Photo by Lucy Garrett
Andrea Morales is a documentary photographer, journalist and educator born in Peru, raised in Miami, now living and working in Memphis, Tennessee. Her personal work attempts to lens the issues of displacement, disruption and magic. Adding glimpses of daily life, meaningful or mundane, to the record through photography is central to her practice.

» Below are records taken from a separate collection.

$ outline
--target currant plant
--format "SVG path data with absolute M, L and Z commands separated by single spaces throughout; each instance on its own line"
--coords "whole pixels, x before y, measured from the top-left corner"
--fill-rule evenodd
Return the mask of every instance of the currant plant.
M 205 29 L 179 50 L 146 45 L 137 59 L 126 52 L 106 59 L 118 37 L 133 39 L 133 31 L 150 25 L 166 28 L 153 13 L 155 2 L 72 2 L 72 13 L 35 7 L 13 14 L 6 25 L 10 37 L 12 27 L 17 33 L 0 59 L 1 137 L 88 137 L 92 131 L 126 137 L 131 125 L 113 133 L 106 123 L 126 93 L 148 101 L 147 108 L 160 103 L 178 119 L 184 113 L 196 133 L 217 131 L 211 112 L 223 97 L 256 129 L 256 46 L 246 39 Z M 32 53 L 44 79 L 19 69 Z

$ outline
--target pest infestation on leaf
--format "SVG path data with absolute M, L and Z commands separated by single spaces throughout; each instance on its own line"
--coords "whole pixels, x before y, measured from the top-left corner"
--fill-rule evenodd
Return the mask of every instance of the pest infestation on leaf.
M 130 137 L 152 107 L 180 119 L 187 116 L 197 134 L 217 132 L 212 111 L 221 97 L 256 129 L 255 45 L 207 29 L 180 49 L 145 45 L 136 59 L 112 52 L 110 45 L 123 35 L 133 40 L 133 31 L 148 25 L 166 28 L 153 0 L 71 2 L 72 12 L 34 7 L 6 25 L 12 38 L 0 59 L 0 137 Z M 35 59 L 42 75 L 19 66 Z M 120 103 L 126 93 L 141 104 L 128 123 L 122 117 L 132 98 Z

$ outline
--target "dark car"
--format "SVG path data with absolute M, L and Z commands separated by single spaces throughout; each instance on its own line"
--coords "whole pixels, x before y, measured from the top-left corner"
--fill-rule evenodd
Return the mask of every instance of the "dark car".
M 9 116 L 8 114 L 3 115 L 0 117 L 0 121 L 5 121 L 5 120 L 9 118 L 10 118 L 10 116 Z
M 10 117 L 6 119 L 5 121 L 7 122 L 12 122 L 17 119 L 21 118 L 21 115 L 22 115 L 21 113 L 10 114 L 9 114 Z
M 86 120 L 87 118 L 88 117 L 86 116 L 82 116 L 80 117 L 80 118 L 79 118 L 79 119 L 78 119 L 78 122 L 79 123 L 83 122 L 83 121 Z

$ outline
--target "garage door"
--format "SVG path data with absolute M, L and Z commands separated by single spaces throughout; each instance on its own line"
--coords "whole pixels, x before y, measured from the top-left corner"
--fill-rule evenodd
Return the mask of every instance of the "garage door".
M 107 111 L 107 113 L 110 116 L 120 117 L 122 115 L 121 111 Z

She has worked as a photojournalist in newsrooms small and large, such as The Concord Monitor, The Lima News and The New York Times, with equal enthusiasm. She’s also worked at the University of Mississippi’s Southern Documentary Project with students in the Center for the Study of Southern Culture.
SELECT CLIENTS
The New York Times; The Washington Post; The Wall Street Journal; The Bitter Southerner; CNN; TIME; NBC News; Pro Publica; The Guardian; The Atlantic
EDUCATION
University of Florida | BS in journalism | 2006
Ohio University | MA in visual communication | 2013
University of Mississippi | MFA in documentary expression | 2021
In Memphis, she serves as the visuals editor at MLK50: Justice Through Journalism, a nonprofit newsroom in Memphis reporting from the intersection of power, poverty and public policy along. Her work has been exhibited across the country and is held in public and private collections including The Do Good Fund, Memphis International Airport, and the Memphis Brooks Museum of Art.
Her first major museum exhibition Roll Down Like Water, opens at the Memphis Brooks Museum of Art in September 2024. The accompanying academic catalog, designed by Paul Holberton Publishing, will be published in October 2024.